The second common solution was the one that caused all this ranting. Several posts, often by folks with “Insider” designations, suggested selecting the “Get OneDrive Insider preview updates before release” setting. They did so without context and it was clear that some people had no idea what this meant. So, people, whose forum designation suggested expertise, suggested to possibly less experienced folks that they switch their main machine to the developer channel without telling them they were signing up for beta product. That’s irresponsible on the part of the posters. They don’t know the experience level of the people reading their solution who could be newbies. It’s unusual to apply updates from a developer channel to a production machine. You especially don’t do this when you don’t know the people to whom you are addressing this as a solution.
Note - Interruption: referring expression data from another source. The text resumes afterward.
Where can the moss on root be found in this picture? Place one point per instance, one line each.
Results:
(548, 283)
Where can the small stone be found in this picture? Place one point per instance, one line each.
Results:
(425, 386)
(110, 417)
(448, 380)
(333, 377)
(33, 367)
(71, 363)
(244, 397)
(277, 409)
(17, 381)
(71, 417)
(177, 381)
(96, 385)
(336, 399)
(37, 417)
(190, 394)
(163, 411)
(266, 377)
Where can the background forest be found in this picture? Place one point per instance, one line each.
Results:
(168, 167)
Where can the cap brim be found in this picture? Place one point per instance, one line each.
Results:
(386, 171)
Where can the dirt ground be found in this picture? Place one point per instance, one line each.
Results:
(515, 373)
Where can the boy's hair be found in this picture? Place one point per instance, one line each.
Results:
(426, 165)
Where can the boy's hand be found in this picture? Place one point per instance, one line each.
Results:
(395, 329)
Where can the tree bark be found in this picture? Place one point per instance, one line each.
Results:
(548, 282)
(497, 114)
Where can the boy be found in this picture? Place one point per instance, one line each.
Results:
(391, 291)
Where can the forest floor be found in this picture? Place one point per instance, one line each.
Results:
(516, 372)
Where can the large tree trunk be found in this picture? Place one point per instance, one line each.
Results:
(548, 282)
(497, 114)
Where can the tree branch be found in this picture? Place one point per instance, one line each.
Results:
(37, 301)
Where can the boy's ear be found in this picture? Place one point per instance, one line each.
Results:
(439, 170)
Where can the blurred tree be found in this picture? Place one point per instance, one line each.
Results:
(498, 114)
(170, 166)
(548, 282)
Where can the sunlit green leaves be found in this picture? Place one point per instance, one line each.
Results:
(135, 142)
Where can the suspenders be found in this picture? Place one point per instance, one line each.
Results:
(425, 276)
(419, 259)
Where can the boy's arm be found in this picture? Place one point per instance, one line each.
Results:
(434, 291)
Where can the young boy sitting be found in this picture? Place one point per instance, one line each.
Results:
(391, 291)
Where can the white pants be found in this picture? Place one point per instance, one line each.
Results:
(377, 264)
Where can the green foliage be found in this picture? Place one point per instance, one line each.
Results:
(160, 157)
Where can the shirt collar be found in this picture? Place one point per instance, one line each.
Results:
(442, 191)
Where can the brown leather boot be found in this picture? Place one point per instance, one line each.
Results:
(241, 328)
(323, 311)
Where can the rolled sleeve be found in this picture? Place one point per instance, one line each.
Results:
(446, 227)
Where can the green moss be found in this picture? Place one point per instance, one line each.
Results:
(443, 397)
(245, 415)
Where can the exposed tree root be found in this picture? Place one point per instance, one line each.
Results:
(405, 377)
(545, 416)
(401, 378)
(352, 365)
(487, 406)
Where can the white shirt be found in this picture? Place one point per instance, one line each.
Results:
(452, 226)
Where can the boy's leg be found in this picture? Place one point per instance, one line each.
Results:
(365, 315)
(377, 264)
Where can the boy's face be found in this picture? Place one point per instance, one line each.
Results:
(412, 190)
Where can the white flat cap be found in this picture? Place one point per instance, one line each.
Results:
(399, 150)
I get that Microsoft maintains these forums so that users can help other users, thereby alleviating their support burden (and cost). It is for that exact reason that they should moderate these forums to make sure the information is factual and appropriate. Suggesting a bunch of end users of unknown experience and capability adopt beta software to solve a problem that does not affect their productivity is clearly not appropriate.
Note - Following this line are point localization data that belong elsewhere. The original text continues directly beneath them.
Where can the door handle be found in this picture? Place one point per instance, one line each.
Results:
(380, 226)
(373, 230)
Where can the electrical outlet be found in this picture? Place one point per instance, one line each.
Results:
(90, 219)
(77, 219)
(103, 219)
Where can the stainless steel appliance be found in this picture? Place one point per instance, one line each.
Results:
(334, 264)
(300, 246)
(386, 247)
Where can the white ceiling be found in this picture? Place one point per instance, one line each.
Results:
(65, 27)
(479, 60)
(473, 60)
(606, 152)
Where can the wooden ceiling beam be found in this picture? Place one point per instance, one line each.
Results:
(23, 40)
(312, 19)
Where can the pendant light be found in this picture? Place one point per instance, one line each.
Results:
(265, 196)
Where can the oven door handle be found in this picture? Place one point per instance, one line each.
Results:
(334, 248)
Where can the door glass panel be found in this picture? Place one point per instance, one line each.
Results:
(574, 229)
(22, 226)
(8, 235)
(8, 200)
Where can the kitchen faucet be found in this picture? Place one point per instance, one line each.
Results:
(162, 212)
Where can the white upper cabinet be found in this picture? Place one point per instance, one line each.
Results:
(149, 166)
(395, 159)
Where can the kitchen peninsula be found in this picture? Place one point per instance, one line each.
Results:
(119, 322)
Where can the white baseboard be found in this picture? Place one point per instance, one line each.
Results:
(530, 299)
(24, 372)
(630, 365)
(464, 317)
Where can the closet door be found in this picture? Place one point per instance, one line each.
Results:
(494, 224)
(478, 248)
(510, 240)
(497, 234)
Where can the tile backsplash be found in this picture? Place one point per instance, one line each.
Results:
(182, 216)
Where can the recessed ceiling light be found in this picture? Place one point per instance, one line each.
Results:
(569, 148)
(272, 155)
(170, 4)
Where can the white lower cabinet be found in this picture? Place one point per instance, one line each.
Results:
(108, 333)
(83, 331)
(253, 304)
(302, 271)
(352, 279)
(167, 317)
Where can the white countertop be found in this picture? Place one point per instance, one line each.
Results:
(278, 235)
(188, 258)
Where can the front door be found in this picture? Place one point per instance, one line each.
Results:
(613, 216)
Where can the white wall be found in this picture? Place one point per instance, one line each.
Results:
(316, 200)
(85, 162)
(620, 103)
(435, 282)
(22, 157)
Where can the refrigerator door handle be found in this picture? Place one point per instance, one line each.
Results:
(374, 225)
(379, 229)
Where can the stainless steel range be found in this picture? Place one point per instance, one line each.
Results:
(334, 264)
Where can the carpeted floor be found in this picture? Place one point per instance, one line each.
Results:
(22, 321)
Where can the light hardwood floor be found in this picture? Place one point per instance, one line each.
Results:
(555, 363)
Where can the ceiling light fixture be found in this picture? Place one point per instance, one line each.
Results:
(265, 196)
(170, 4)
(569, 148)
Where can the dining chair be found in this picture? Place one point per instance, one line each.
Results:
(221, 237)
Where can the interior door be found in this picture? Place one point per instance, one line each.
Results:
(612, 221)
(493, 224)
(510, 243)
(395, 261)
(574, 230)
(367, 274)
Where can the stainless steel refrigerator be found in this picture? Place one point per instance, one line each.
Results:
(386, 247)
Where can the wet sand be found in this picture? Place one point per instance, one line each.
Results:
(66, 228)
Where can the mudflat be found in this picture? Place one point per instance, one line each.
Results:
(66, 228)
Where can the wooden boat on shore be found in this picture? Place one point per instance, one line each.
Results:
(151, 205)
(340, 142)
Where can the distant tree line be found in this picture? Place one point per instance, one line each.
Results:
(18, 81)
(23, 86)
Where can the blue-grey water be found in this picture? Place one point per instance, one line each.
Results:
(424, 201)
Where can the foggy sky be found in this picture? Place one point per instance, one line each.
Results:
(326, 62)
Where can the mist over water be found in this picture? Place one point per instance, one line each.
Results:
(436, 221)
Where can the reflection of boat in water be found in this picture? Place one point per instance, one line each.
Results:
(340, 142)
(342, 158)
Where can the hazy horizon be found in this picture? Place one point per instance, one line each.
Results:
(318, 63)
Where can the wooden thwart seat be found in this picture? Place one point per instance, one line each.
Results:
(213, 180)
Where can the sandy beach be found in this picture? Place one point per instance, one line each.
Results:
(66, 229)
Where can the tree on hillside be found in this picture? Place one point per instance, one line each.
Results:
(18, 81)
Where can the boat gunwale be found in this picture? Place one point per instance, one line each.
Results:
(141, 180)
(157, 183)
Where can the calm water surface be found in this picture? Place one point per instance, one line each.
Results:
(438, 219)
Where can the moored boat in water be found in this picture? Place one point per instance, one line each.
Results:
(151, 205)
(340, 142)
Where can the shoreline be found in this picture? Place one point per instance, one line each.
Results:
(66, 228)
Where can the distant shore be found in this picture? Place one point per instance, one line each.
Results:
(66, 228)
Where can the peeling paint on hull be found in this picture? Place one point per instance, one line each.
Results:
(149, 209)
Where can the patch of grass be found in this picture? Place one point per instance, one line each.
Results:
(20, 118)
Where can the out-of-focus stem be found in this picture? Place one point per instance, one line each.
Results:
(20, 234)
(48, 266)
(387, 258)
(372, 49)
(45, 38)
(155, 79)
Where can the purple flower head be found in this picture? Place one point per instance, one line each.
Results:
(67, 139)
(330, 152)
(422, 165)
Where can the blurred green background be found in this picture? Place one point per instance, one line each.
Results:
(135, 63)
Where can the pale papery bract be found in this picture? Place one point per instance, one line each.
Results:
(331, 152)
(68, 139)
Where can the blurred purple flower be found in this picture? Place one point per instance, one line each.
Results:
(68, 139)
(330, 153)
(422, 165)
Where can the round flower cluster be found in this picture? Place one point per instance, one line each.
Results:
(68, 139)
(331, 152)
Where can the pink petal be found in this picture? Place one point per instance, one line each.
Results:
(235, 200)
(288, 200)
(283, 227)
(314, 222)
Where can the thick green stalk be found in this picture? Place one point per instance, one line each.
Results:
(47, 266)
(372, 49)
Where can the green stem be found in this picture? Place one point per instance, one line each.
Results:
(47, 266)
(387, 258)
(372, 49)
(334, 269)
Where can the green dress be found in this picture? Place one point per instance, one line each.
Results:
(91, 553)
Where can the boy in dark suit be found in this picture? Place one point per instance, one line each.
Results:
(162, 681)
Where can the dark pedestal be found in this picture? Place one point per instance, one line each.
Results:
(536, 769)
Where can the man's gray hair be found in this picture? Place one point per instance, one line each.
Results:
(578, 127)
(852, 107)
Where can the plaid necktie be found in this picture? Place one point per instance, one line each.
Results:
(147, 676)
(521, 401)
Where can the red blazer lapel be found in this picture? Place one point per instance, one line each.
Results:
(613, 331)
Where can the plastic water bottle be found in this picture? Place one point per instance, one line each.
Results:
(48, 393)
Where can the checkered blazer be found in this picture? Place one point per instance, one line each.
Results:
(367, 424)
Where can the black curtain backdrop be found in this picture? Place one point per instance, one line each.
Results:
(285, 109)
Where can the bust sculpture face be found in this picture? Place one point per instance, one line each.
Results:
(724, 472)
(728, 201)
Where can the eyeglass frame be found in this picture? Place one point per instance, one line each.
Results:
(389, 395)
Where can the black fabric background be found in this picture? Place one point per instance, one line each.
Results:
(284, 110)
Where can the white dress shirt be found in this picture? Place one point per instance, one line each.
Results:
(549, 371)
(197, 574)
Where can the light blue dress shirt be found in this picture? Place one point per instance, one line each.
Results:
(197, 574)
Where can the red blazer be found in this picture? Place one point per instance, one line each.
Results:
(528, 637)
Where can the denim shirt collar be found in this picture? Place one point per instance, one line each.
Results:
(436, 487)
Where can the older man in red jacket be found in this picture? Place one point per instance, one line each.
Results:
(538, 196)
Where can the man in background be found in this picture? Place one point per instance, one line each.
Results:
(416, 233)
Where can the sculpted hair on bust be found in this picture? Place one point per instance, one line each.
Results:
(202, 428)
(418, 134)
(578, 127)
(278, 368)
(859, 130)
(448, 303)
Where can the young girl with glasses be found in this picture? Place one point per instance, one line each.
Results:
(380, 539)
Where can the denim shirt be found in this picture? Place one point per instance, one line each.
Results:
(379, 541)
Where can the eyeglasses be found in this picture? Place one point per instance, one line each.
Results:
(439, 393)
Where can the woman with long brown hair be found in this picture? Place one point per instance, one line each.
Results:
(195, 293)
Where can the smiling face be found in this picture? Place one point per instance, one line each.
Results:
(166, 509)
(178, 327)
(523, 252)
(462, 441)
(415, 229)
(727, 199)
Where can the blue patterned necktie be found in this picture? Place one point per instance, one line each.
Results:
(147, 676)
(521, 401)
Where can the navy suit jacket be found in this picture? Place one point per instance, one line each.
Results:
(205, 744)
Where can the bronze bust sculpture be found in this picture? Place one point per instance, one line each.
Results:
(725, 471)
Microsoft has a duty to insure that solutions on their forums are not going to harm their customers. Allowing dozens of posts of this sort shows that they are either unable or unwilling to take that duty seriously. Given how many workers in the tech space have been laid off recently, it seems that they could hire a bunch more community managers or tech support technicians to scope out “solutions” that are potentially harmful to their customers and axe them. At the very least Microsoft should provide additional information that enables informed decisions.

It’s time for tech companies to police these user forums more, especially for products that effect end users and not just us techies. Microsoft may have dropped the ball with a OneDrive bug but their forums are dropping an anvil on their customers. Time to fix that.